Question

Question 4
The lengths of 40 leaves of a plant are measured correct to the nearest millimeter, and the data obtained is represented in the following table:

$\begin{array}{cc}Length\left(inmm\right)& Numberofleaves{f}_i\\ 118-126& 3\\ 127-135& 5\\ 136-144& 9\\ 145-153& 12\\ 154-162& 5\\ 163-171& 4\\ 172-180& 2\end{array}$

Find the median length of the leaves.

Answer 1

The given data does not have continuous class intervals.
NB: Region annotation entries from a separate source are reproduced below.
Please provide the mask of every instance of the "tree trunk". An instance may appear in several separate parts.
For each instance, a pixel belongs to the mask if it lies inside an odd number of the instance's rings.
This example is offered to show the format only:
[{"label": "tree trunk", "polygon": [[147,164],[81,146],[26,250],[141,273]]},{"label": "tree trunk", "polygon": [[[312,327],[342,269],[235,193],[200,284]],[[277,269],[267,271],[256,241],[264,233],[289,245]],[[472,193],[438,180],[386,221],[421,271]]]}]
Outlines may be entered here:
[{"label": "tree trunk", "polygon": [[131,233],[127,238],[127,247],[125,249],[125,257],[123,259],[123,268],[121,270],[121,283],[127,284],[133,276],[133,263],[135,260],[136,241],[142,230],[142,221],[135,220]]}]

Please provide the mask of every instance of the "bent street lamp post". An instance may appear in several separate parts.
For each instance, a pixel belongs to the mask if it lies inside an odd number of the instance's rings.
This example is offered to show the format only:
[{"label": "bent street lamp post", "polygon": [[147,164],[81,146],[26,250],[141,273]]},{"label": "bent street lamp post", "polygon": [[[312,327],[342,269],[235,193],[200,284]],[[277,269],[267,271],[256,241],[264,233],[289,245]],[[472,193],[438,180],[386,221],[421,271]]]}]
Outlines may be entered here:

We can observe that difference between two class intervals is 1. So, we have to add and subtract $\frac{1}{2}=0.5$ from upper-class limits and lower class limits respectively.

Now, continuous class intervals with respective cumulative frequencies can be represented as below:

$\begin{array}{ccc}Length\left(inmm\right)& Numberofleaves{f}_i& Cumulativefrequency\\ 117.5-126.5& 3& 3\\ 126.5-135.5& 5& 3+5=8\\ 135.5-144.5& 9& 8+9=17\\ 144.5-153.5& 12& 17+12=29\\ 153.5-162.5& 5& 29+5=34\\ 162.5-171.5& 4& 34+4=38\\ 171.5-180.5& 2& 38+2=40\end{array}$

From the table, we observe that cumulative frequency just greater then $\frac{n}{2}(i.e.\frac{40}{2}=20)$ is 29, belonging to class interval 144.5 - 153.5.

Median class = 144.5 - 153.5

Lower limit $l$ of median class = 144.5

Class size $h$ = 9

Frequency $f$ of median class = 12

Cumulative frequency $cf$ of class preceding median class = 17, $Median=l+\left(\frac{\frac{n}{2}-c_f}{f}\right)\times h=144.5+\left(\frac{20-17}{12}\right)\times 9=144.5+\frac{9}{4}=146.75$

So, median length of leaves is 146.75 mm.